Sur le plan méthodologique, depuis la suppression de la « situation de détresse » en 2014 (et déjà en pratique depuis l’arrêt Lahache de 1980), la loi française n’exige plus qu’une femme justifie sa demande d’IVG et il n’existe pas de relevé par l’administration des raisons d’une IVG. Ce que l’on sait provient d’enquêtes démographiques et sociologiques, pas d’un fichier officiel.
L’étude de référence reste celle de Nathalie Bajos, Caroline Moreau, Henri Leridon et Michèle Ferrand publiée dans Population et Sociétés n° 407, Ined (décembre 2004), fondée sur une enquête sur la contraception en France.
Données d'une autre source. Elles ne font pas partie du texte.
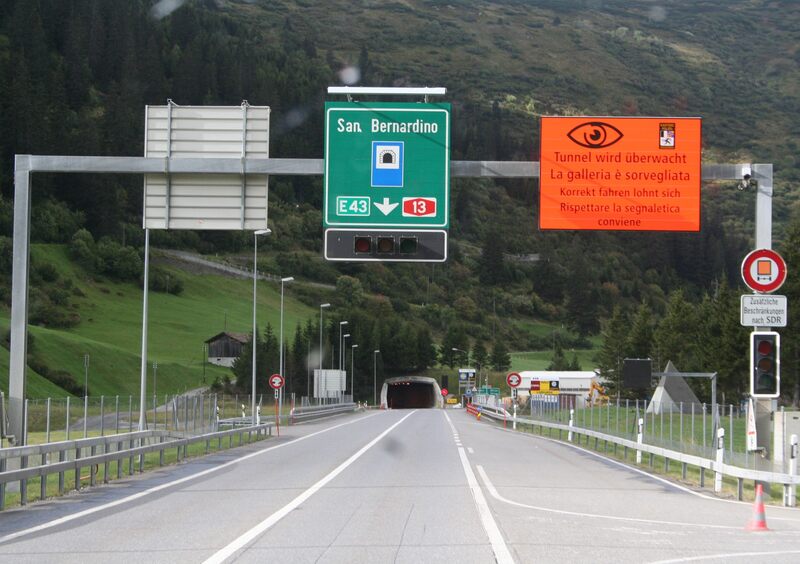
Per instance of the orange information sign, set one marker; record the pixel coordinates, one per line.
(629, 174)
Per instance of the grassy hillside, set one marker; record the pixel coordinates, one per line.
(111, 321)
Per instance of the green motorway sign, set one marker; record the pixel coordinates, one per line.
(387, 165)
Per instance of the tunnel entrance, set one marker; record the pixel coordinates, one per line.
(410, 394)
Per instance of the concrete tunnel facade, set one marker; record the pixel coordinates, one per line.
(411, 392)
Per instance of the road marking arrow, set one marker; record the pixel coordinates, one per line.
(386, 207)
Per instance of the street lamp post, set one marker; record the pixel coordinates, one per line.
(344, 362)
(255, 328)
(375, 377)
(341, 323)
(280, 361)
(321, 307)
(454, 349)
(353, 371)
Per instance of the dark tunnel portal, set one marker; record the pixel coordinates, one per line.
(410, 395)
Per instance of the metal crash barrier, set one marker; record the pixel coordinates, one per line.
(300, 414)
(81, 454)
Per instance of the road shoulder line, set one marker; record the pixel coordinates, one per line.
(160, 487)
(243, 540)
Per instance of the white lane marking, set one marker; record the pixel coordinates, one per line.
(452, 427)
(501, 553)
(240, 542)
(495, 494)
(725, 556)
(139, 495)
(657, 478)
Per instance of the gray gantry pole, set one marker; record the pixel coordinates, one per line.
(24, 165)
(19, 299)
(143, 375)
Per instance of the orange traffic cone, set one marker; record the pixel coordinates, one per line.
(759, 520)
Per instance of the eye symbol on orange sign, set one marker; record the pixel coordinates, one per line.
(595, 135)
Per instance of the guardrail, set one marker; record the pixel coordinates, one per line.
(789, 480)
(299, 414)
(75, 455)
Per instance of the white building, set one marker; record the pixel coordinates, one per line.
(573, 386)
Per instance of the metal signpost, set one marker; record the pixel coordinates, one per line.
(387, 180)
(276, 382)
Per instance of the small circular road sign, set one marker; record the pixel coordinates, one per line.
(276, 381)
(763, 270)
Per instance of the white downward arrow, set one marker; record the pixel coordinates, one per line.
(386, 207)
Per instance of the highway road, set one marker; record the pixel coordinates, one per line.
(396, 486)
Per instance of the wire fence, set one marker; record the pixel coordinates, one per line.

Cette étude a couvert la période 1975 – 2004, soit presque 30 ans. Il n’y a pas d’autre étude en France sur le sujet.
Les résultats sont :
- En dépit d’une diffusion massive de la contraception médicale (pilule et stérilet), le recours à l’IVG est resté stable depuis 1975, bien que les femmes exposées au risque de grossesse non prévue a diminué sur la période.
- Mais le recours à l’IVG à augmenté en cas de grossesse imprévue (41% en 1975, 62% en 2004).
- 72 % des femmes ayant recours à l’IVG utilisaient une contraception au moment de la conception.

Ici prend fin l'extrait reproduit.